After a six-month trial starting in June 2014, France has now an official cycle-to-work scheme. The new tariff, which has not been revealed yet, will be exempt from income tax. This might be a really successful example for other cities to follow and to encourage more people to use the bike.

The New Scheme

The cycle-to-work allowance was recently passed into law and the tariff is reported to be fixed at 25 Euro cents of euro per kilometer at the moment. Sylvain Niel, lawyer specialising in the labour-law, said to the French magazine Capital Management, that the legislation is not mandatory but voluntary for employers, stipulating that it will be a subject to annual negotiation between employers and union representatives where applicable or dependent solely on employer’s wishes in other cases.

Paris, France

The allowance will, however, be exempt from income tax, which is already the case of all reimbursement of travel expenses related to commuting to and from work.

Original Trial

In 2014, the French government piloted an innovative trial involving 18 firms, offering over 8,000 eligible employees an allowance of 25 cents per kilometre cycled to and from work. The trial, which took place between the months of June and November, involved 380 people. On average, they made 12 round trips by bicycle a month, for an average distance of 3.5 km from their homes to their workplaces.

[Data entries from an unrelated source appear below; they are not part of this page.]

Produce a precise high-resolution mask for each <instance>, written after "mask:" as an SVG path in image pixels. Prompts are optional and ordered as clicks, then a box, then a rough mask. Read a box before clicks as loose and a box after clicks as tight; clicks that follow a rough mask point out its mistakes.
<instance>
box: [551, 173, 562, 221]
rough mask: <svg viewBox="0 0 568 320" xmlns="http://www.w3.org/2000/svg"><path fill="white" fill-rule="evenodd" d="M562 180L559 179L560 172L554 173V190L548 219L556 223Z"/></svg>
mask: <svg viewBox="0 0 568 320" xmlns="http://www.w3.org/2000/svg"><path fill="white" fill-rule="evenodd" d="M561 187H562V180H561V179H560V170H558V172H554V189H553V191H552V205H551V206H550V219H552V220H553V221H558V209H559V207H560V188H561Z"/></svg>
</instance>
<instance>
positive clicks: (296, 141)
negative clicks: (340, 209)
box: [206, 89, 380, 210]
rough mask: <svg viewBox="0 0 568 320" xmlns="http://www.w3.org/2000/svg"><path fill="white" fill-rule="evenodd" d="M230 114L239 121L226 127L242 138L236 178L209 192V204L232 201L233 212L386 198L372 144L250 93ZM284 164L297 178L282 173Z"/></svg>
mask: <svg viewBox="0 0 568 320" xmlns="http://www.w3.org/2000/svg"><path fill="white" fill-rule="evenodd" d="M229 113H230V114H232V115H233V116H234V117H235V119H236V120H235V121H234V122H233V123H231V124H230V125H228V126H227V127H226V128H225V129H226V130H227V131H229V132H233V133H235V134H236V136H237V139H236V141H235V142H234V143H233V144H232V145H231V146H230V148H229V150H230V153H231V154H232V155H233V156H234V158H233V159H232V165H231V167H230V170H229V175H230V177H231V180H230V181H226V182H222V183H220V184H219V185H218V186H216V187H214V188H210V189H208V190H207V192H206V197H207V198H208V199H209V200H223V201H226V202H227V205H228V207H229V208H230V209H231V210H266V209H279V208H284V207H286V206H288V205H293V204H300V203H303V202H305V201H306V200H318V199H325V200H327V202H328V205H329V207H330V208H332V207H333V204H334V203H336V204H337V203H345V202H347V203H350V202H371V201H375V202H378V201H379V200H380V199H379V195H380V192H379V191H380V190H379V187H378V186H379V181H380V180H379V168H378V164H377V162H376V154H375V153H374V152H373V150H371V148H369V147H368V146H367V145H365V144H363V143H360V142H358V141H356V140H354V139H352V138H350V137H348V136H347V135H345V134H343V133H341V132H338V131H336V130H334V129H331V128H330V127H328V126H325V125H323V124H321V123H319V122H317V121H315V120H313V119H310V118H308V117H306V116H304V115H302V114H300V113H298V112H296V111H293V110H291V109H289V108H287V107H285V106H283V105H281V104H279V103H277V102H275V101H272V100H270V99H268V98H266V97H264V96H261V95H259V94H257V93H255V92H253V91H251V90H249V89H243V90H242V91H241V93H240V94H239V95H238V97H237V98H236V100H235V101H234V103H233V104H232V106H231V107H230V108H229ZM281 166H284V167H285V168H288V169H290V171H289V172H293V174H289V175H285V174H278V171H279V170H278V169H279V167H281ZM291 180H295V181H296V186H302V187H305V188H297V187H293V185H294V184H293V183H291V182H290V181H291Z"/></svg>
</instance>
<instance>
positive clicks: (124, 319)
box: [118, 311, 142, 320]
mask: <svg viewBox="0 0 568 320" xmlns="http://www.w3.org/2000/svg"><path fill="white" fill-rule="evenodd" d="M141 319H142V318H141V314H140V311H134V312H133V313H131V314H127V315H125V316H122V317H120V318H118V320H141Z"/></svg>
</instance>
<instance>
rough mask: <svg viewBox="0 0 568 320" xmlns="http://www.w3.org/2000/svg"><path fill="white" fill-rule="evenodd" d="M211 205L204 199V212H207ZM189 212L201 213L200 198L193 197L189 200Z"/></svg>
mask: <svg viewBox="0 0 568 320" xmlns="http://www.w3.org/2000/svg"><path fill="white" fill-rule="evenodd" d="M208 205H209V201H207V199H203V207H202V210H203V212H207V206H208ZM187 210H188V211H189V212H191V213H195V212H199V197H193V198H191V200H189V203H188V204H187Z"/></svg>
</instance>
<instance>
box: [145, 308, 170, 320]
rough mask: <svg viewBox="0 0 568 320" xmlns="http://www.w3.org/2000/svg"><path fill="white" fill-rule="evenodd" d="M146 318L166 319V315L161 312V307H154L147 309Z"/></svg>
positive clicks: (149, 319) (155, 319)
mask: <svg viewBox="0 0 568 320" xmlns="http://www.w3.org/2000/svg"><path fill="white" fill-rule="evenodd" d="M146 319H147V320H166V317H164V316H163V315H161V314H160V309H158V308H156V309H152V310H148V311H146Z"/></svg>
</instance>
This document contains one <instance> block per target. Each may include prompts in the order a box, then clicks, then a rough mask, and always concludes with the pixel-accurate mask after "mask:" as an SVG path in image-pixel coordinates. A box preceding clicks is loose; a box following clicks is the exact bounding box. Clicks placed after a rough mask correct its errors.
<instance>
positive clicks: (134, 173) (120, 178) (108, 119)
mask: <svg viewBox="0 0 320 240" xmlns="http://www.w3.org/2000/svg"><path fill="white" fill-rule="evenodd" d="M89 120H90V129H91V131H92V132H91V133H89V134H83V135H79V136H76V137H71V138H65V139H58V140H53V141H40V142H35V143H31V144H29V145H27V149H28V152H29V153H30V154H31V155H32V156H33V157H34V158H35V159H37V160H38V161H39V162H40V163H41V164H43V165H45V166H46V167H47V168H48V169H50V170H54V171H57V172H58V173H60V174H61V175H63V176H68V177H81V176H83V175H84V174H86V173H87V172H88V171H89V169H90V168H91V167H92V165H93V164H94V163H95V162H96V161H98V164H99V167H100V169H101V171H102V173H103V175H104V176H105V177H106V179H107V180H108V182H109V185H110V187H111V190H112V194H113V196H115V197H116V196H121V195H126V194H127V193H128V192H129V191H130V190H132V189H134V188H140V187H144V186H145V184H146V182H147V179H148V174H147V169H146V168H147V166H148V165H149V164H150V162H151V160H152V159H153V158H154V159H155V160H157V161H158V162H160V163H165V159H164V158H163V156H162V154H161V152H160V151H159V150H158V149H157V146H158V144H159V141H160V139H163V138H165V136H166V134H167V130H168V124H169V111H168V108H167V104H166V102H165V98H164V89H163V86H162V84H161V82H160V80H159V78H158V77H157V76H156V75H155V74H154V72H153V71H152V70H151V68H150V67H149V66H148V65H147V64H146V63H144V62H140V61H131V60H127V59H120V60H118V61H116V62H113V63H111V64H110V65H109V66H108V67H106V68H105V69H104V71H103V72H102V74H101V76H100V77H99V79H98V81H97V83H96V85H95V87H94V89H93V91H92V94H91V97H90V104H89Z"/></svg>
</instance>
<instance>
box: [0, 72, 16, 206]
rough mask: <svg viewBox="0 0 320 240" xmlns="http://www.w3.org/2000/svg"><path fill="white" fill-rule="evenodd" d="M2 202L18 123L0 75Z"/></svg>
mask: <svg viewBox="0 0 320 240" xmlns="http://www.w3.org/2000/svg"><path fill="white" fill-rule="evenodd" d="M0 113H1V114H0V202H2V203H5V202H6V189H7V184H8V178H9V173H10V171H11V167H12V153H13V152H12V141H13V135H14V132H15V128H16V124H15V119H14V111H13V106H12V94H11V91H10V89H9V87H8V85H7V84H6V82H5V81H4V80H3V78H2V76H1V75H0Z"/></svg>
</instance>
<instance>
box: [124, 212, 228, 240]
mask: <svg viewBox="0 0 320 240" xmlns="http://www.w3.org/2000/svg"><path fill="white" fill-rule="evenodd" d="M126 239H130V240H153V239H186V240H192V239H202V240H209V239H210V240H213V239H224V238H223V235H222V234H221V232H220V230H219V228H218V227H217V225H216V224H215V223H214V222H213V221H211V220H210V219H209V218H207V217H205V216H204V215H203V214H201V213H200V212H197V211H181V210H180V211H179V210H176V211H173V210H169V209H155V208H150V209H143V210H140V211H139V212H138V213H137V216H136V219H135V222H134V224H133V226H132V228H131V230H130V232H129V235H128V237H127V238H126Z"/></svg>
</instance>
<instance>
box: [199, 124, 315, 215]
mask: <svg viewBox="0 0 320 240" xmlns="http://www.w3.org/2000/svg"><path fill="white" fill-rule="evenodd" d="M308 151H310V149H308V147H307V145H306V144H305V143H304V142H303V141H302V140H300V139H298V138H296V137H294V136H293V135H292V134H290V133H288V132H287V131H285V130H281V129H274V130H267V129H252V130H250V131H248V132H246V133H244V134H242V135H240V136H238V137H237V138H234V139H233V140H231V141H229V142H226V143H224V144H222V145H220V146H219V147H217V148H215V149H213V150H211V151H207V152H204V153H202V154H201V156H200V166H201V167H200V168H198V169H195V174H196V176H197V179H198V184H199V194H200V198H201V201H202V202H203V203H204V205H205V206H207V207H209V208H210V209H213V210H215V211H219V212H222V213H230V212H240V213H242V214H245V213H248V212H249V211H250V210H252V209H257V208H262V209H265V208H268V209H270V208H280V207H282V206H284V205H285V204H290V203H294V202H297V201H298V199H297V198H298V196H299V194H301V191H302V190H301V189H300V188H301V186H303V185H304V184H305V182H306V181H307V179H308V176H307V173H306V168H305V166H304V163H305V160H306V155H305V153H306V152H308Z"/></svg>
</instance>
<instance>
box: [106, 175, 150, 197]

This ride provided about 21 Euros per person per month, which was well below the reported cap of 30 to 55 Euros per month.


During the period France was trialling the scheme, 19 percent of participants had switched from driving, with 5 percent of these having switched from driving solo. One-third of new cyclists reported increased use of cycling for other purposes.

Would you start cycling to work for a financial incentive?